Wednesday, September 10, 2008

Study shows remap reform won't solve partisan bickering

SACRAMENTO — If you want a less-polarized Legislature — if you want lawmakers who can actually compromise to get things done, such as agreeing on a budget — redistricting reform is not the answer.

That's the finding of a report released Tuesday night by the Public Policy Institute of California, throwing into doubt the campaign message of Proposition 11, which would take the power to draw political boundaries away from lawmakers and hand it to a 14-member commission. Proponents have argued that the measure, which is on the Nov. 4 ballot, would rid Sacramento of the partisan bickering by setting up districts more responsive to voters.

"If the ultimate goal of redistricting reform is to increase bipartisanship in Sacramento, other avenues may prove more fruitful," wrote Eric McGhee, the author of the report and research fellow at PPIC. "Campaign finance reform, open primaries, and the mobilization of complacent middle-of-the-road voters would probably be more effective."

The real effect of redistricting reform, the report said, would be to increase the number of competitive districts, which could lead to a change in the Legislature's party balance.

"But this would not increase moderation in the Legislature," McGhee wrote, "so much as shift the influence from one polarized party to the other."

McGhee said that the Legislature has been no more polarized after the controversial 2001 redistricting — in which Advertisementlawmakers were criticized for drawing up districts designed to protect their seats — than before.

Opponents of Proposition 11 seized on the report to assail the measure as a partisan power grab by Gov. Arnold Schwarzenegger and Republican donors who are largely financing the effort. Schwarzenegger has contributed $2.4 million to California Voters First, one of two Proposition 11 accounts, from his general campaign account, California Dream Team.

"It's pretty clear the report strips away the facade of Proposition 11," said Paul Hefner, spokesman for Citizens for Accountability, No on 11. "It tells the truth that the governor and special interests are trying to avoid.
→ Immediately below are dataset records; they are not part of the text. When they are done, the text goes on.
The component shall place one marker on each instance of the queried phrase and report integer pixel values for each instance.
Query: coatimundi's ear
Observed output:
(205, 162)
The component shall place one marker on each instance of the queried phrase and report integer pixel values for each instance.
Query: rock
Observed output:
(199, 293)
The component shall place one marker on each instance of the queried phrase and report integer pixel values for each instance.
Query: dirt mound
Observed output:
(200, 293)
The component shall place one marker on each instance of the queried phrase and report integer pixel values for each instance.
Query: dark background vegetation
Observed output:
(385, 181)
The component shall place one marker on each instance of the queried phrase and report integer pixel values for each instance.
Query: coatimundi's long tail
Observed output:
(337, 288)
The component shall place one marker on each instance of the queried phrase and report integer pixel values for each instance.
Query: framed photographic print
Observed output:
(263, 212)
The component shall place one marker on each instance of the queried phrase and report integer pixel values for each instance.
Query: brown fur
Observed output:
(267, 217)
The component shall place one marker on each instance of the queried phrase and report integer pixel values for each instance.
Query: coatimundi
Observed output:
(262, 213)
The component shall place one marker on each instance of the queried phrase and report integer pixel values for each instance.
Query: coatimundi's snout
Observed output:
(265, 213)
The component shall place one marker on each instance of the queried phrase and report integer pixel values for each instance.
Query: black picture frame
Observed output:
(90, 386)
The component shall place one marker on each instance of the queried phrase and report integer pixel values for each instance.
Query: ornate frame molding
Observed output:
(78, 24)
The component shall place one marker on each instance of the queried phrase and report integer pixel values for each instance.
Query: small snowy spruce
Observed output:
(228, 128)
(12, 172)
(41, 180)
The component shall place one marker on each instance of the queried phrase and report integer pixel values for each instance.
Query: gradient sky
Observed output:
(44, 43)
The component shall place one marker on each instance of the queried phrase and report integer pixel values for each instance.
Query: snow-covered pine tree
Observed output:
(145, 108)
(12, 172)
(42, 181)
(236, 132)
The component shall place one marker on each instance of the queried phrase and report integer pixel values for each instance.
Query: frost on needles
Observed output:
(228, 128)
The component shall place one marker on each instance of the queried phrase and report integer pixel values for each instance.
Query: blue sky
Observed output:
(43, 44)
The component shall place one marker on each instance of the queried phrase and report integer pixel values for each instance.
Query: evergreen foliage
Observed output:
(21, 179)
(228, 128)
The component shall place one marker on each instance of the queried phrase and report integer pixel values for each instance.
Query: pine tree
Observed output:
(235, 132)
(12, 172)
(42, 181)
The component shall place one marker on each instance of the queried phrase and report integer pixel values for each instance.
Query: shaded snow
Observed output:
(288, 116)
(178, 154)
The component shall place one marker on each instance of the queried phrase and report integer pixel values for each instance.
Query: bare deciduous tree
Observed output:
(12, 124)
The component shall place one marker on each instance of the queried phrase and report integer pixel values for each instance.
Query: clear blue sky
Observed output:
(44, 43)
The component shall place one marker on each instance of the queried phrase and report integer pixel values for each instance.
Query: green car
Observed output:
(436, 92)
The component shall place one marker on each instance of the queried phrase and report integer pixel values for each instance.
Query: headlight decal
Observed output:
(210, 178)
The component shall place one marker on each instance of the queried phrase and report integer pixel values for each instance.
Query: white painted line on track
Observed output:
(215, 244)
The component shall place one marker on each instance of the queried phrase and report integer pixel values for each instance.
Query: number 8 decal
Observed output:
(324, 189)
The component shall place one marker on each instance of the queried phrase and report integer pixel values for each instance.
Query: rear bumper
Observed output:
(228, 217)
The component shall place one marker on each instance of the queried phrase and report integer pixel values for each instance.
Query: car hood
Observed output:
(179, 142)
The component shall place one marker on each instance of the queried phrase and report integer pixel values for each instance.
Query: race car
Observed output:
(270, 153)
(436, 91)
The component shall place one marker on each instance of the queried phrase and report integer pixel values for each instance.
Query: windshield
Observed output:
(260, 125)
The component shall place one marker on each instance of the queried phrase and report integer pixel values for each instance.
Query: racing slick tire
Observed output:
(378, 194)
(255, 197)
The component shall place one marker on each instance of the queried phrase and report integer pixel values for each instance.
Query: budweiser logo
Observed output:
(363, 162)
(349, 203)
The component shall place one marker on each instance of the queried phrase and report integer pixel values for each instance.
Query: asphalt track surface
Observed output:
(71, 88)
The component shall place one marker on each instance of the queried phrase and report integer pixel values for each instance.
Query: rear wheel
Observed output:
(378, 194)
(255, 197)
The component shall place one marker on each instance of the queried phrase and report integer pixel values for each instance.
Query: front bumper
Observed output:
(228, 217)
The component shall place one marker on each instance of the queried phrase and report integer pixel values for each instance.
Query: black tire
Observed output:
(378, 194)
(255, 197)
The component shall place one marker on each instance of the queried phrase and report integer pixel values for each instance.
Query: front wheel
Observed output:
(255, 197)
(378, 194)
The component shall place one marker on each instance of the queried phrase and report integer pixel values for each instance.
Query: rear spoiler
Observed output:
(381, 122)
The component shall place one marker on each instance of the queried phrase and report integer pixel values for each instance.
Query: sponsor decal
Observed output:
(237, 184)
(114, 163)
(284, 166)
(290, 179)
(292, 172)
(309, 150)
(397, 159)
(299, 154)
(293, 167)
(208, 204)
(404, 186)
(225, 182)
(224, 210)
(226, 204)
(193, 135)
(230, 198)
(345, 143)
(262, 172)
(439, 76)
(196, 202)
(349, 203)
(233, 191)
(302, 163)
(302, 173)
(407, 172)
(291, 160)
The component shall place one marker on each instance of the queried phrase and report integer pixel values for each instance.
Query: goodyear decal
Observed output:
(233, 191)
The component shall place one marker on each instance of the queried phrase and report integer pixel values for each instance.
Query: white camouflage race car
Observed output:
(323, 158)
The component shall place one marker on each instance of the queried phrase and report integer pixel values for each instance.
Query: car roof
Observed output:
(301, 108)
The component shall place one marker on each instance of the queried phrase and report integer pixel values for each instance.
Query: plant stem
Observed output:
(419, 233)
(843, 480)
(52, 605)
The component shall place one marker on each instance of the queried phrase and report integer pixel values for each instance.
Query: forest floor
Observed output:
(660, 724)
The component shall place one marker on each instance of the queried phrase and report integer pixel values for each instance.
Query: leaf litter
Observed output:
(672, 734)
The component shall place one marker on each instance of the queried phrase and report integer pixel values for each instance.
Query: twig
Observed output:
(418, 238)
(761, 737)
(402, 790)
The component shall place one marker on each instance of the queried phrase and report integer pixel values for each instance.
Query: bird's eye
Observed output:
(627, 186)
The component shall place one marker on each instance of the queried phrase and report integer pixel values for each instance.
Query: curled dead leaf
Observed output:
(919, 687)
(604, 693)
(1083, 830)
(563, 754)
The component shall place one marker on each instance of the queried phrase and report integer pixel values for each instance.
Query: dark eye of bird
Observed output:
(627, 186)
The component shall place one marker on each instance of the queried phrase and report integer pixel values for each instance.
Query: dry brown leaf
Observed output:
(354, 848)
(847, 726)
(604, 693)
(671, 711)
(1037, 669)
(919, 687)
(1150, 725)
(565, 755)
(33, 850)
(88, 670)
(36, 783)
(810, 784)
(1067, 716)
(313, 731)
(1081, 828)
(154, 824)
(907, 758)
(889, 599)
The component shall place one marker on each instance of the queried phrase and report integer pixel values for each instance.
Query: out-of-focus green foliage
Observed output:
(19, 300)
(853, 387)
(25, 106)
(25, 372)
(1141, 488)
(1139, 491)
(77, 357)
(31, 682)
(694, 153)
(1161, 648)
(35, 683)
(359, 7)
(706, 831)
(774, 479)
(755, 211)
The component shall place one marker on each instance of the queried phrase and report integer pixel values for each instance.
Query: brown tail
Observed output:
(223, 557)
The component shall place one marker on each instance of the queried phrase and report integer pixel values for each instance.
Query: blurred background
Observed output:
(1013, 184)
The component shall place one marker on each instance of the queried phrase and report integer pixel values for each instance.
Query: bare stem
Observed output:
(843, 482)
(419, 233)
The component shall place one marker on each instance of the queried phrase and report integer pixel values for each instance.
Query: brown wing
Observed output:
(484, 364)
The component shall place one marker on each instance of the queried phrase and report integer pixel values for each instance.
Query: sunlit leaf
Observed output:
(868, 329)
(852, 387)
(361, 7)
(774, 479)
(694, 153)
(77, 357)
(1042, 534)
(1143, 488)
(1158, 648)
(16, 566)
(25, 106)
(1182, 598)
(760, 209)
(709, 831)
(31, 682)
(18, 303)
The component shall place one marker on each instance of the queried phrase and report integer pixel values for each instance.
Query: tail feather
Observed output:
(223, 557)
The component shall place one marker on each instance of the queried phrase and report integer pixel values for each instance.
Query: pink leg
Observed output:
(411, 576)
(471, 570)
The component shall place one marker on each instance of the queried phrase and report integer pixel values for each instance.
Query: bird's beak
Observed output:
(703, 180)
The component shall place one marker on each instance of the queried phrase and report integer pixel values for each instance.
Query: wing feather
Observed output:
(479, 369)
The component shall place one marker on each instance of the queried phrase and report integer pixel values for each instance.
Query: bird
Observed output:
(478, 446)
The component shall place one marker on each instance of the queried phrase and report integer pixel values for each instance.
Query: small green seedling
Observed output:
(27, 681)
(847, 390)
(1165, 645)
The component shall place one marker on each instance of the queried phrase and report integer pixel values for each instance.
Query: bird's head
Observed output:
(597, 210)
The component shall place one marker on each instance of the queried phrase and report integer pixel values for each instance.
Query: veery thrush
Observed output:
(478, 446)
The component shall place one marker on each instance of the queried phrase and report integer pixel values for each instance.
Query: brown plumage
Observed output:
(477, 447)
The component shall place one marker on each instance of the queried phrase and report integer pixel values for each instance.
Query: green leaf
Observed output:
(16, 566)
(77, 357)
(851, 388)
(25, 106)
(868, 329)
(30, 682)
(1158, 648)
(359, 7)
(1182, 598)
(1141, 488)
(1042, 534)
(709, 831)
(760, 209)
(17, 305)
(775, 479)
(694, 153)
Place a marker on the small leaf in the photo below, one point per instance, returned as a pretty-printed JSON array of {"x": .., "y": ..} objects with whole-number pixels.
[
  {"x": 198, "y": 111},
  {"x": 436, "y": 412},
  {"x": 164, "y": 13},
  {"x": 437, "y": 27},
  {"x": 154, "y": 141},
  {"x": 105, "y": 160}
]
Redistricting reform is no solution to partisan gridlock.

What they're really doing is creating a smoke screen covering their political agenda with the patina of reform."

In the 1990s, when political boundaries were drawn by the state Supreme Court, seven of 10 budgets were late, Hefner said.

Just a day before the report was released, reform advocates asserted that the budget stalemate — now 71 days late — illustrated the need to take redistricting out of the hands of lawmakers.

"Partisan debate is important — that's not the problem," said Jeannine English, president of AARP, a sponsor of Proposition 11. "Electing politicians that are unaccountable to voters is the issue. Proposition 11 is an important step to change the status quo."

Government reform groups such as AARP, Common Cause of California and League of Women Voters have been the nonpartisan force behind the ballot drive, which has also gained the endorsement — if not the financial help — from some Democrats such as former Gov. Gray Davis. But, the state Democratic Party, as well as several large labor groups, are opposing it.

The California Correctional Peace Officers Association, which this week announced it will start a recall campaign against Schwarzenegger, has donated $250,000 to the No on 11 campaign, on top of $602,000 it gave to the Leadership California account of Senate President Pro Tem Don Perata, D-Oakland, who is leading the No on 11 campaign.

Backers of the ballot measure argue that lawmakers have abused their power by drawing district lines that protect themselves, and, in the 2001 redistricting, drew boundaries that were so lopsided that lawmakers didn't have to risk losing their seats. That, they say, is why moderate voices are silenced and partisanship is so rancorous.

But redistricting isn't the main cause, McGhee wrote.

Partisanship is a national trend: both houses of Congress have been increasingly partisan since the early 1990s, Voters also are becoming more polarized, and activists and single-issue interest groups are gaining influence in party affairs by pouring ever-increasing dollars into legislative races.

"Before we expect redistricting reform to produce a more moderate Legislature," McGhee wrote, "we need to determine whether redistricting has made it a partisan one in the first place."